Moscou et Pékin ont conclu un accord de principe pour construire ensemble une station lunaire. Les rivalités et les lignes de fracture terrestres sont en train d’être reproduites dans l’espace, avec des enjeux économiques et militaires.

Lancement d’une fusée chinoise Long-March-4C le 27 décembre 2020 à partir de la plateforme spatiale de Jiuquan, située dans le désert de Gobi.
Lancement d’une fusée chinoise Long-March-4C le 27 décembre 2020 à partir de la plateforme spatiale de Jiuquan, située dans le désert de Gobi. © AFP / Wang Jiangbo / XINHUA / Xinhua via AFP

C’est une de ces informations qui peuvent sembler anodine ou trop éloignée de nos préoccupations du moment ; et qui, pourtant, pourrait être le signe d’une évolution lourde de sens. La Russie et la Chine ont en effet annoncé hier avoir signé un accord de principe pour la construction en commun d’une station lunaire permanente, en surface ou en orbite.

Les deux pays ont bien pris soin de proclamer que leur projet est ouvert à toutes les nations intéressées, ainsi que leur attachement à l’« exploration pacifique » de l’espace ; Il y a néanmoins une dimension géopolitique forte quand les deux principales puissances qui forment aujourd’hui une sorte de « front du refus » anti-occidental, s’unissent autour d’un enjeu aussi important que l’espace.

Il y a d’abord un choix russe qui tranche avec l’histoire récente : à la rivalité spatiale entre les États-Unis et l’URSS au temps de la guerre froide, a succédé une ère de coopération. La Station spatiale internationale accueille ainsi des Américains comme des Russes ou d’autres nationalités, comme le Français Thomas Pesquet qui part le mois prochain pour la rejoindre.

Seuls les Chinois en ont été tenus à l’écart par les Américains, et ont développé leur programme spatial autonome.

La Russie change-t-elle d’alliance dans l’espace ? Pas nécessairement, car elle pourrait conserver son accès à la Station spatiale internationale tout en poursuivant ce nouveau projet avec Pékin. Mais, même si la Russie et la Chine coopèrent déjà dans leurs programmes spatiaux, il y a là un pas très significatif.

Depuis des années, les stratèges occidentaux s’interrogent sur la nature, et la solidité, du rapprochement russo-chinois qui n’a cessé de se renforcer depuis 2014, depuis la crise ukrainienne et les sanctions. 
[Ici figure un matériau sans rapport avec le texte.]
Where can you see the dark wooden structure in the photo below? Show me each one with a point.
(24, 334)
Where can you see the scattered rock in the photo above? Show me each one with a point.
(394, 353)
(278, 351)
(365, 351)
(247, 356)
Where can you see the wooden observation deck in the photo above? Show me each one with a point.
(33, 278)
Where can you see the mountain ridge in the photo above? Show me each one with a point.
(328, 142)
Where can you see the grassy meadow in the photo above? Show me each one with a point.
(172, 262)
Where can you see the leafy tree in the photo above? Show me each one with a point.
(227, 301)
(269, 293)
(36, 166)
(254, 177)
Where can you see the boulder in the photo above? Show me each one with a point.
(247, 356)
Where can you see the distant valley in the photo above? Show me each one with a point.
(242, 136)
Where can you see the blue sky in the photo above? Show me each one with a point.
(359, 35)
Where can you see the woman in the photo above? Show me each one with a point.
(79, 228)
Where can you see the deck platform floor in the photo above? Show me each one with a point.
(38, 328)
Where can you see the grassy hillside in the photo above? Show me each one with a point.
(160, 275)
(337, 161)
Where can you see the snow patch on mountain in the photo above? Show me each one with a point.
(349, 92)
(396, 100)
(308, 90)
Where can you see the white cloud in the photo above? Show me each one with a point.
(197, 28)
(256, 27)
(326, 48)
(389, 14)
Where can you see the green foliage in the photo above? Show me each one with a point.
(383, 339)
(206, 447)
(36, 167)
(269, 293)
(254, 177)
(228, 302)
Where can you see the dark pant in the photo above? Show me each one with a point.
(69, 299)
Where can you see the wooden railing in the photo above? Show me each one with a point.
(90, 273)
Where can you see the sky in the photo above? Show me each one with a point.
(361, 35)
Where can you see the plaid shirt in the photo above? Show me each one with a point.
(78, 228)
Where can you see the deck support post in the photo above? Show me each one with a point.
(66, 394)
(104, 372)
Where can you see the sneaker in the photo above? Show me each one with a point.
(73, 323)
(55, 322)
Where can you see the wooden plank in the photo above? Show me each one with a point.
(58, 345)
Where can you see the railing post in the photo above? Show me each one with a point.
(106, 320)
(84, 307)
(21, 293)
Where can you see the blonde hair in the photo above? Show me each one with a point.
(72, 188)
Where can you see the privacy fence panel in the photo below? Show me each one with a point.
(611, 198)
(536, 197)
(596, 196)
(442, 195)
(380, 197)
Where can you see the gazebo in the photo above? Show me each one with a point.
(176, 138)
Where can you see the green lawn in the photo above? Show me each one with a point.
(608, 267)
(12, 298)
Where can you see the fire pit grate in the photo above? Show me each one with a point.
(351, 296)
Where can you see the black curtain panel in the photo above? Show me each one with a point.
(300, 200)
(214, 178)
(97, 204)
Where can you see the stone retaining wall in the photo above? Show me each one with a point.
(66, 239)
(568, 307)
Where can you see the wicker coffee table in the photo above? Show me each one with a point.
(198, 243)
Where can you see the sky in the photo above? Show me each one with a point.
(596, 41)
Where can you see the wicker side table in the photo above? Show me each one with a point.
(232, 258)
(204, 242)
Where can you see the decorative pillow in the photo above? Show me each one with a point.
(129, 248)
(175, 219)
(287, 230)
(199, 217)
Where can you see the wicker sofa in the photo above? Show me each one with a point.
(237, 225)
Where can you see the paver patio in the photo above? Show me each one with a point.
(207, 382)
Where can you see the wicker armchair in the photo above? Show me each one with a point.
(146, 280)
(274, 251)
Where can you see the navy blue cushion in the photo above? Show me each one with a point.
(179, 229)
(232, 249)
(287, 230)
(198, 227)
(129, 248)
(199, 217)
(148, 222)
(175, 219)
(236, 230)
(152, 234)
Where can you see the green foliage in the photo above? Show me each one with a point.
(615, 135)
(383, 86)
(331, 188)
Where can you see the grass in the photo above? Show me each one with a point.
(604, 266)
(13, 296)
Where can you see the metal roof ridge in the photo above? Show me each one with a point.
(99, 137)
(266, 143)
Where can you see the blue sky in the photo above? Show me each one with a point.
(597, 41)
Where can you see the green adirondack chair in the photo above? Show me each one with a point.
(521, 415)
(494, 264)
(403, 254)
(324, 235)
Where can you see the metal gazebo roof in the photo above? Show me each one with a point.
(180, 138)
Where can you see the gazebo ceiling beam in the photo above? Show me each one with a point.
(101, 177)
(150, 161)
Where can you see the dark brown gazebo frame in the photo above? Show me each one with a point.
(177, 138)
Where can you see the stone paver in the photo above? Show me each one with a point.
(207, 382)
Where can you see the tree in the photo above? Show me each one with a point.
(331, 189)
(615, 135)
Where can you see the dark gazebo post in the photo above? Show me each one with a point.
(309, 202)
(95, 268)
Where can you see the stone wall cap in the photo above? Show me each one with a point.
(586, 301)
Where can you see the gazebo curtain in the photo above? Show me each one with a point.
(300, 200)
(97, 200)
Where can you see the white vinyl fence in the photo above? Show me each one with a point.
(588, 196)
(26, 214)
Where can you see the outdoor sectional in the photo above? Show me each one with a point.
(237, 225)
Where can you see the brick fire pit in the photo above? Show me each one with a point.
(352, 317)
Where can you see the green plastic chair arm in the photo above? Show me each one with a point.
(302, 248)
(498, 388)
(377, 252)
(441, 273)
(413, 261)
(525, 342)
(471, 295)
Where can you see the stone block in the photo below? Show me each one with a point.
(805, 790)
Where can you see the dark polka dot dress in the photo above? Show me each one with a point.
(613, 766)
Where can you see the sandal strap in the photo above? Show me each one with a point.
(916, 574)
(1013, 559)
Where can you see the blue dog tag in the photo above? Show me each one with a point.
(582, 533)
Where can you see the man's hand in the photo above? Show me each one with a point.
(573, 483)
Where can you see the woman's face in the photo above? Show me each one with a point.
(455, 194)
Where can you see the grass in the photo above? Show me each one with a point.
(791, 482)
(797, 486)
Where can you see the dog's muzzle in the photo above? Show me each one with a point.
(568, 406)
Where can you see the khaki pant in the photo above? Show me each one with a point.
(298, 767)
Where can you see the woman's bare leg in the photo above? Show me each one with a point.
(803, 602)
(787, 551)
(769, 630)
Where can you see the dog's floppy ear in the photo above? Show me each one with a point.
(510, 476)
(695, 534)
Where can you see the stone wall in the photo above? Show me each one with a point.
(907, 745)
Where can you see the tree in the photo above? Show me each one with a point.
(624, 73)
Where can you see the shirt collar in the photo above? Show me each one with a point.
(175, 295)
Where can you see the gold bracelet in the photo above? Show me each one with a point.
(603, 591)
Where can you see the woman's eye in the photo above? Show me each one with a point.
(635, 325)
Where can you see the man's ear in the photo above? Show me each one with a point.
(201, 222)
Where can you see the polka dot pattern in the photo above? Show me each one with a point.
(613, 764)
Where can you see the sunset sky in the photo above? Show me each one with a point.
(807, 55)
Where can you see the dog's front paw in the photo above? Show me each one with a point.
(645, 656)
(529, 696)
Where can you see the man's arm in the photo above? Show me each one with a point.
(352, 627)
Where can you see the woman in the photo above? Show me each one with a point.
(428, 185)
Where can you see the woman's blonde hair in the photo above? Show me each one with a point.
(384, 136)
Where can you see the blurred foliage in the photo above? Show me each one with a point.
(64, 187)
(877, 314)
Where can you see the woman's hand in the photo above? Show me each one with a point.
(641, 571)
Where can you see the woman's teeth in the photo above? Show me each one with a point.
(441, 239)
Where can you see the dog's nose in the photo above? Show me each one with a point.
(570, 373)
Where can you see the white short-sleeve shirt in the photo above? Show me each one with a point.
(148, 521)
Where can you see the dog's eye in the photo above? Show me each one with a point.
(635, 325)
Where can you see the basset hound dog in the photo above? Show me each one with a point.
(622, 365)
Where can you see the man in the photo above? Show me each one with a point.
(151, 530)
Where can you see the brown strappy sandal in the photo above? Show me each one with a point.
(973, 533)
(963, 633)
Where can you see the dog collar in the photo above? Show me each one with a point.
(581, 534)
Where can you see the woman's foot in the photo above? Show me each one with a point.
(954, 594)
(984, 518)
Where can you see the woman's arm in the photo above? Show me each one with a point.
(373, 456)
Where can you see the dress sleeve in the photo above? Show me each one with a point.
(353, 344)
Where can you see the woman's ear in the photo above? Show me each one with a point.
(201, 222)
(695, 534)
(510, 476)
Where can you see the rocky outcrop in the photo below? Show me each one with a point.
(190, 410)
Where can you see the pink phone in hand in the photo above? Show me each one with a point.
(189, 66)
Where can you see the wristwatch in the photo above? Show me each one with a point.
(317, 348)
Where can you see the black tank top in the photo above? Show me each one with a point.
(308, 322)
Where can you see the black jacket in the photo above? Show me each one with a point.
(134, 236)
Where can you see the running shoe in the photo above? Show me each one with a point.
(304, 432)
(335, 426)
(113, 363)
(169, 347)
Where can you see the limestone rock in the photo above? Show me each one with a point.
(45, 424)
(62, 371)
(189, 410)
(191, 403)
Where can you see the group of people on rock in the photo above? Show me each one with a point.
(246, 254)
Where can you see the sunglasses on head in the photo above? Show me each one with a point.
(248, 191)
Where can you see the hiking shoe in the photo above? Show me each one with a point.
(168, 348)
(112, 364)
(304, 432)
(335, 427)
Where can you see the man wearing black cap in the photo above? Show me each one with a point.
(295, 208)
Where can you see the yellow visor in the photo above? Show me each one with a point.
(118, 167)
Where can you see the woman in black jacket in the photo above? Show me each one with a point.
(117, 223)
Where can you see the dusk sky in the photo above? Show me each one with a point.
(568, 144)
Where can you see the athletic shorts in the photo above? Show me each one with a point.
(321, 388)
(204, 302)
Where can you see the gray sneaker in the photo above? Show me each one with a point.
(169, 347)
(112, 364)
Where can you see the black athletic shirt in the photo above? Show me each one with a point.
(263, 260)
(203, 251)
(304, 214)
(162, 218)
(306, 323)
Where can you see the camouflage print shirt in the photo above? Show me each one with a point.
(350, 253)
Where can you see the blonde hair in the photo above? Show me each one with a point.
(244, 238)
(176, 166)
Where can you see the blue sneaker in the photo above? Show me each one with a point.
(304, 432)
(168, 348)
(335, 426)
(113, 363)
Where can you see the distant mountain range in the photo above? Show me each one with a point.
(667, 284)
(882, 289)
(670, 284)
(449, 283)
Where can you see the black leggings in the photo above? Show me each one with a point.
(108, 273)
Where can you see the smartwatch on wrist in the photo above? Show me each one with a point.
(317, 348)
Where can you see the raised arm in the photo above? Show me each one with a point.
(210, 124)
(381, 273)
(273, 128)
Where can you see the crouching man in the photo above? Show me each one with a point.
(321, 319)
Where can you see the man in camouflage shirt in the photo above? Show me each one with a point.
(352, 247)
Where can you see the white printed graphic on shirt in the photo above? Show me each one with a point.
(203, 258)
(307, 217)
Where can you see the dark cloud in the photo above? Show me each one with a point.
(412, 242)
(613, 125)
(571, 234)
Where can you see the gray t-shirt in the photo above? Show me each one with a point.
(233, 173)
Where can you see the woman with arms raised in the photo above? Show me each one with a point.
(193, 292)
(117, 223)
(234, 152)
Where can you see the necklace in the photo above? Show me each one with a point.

Certains se rassurent en se disant que Moscou ne voudra pas rester le partenaire le plus faible d’une alliance avec la puissance chinoise ; d’autres se demandent si l’Occident n’a pas, de fait, poussé la Russie dans les bras chinois.

Quoi qu’il en soit, cette alliance ne cesse de se renforcer, unie par une même hostilité à l’Occident, un rapprochement militaire symbolisé par des manœuvres communes, et une entente personnelle entre Vladimir Poutine et Xi Jinping. L’alliance dans la Lune ajoute une dimension très stratégique, à long terme.

L’enjeu de la Lune est triple : la dimension de prestige est importante ; mais il y a aussi les aspects économiques et militaires. 

Selon Julie Klinger, chercheuse américaine et auteur d’un livre (« Rare Erath Frontiers, from terrestrial subsoils to lunar landscapes », Cornell University Press, 2017), consacré aux « terres rares », ces minerais précieux indispensable à nos économies, « la Lune est le prolongement du champ de bataille terrestre pour les matières premières ». L’exploitation des ressources lunaires, et en particulier des « terres rares », est une perspective sur laquelle travaillent tous les grands États.

Il y a enfin la militarisation croissante de l’espace. Le hasard fait qu’aujourd’hui même, démarre le premier exercice du Commandement spatial français, qui va simuler des opérations militaires dans l’espace. Les Américains et les Allemands participent à ces manœuvres baptisées, ça ne s’invente pas, « AsterX », à la fois un hommage à l'irréductible gaulois et au premier satellite militaire français lancé en 1965 qui portait ce nom ! 

Il va falloir s’y faire, on retrouve dans l’espace nos rivalités et nos querelles bien terrestres : c’est cela, aussi, que nous dit l’annonce russo-chinoise d’hier.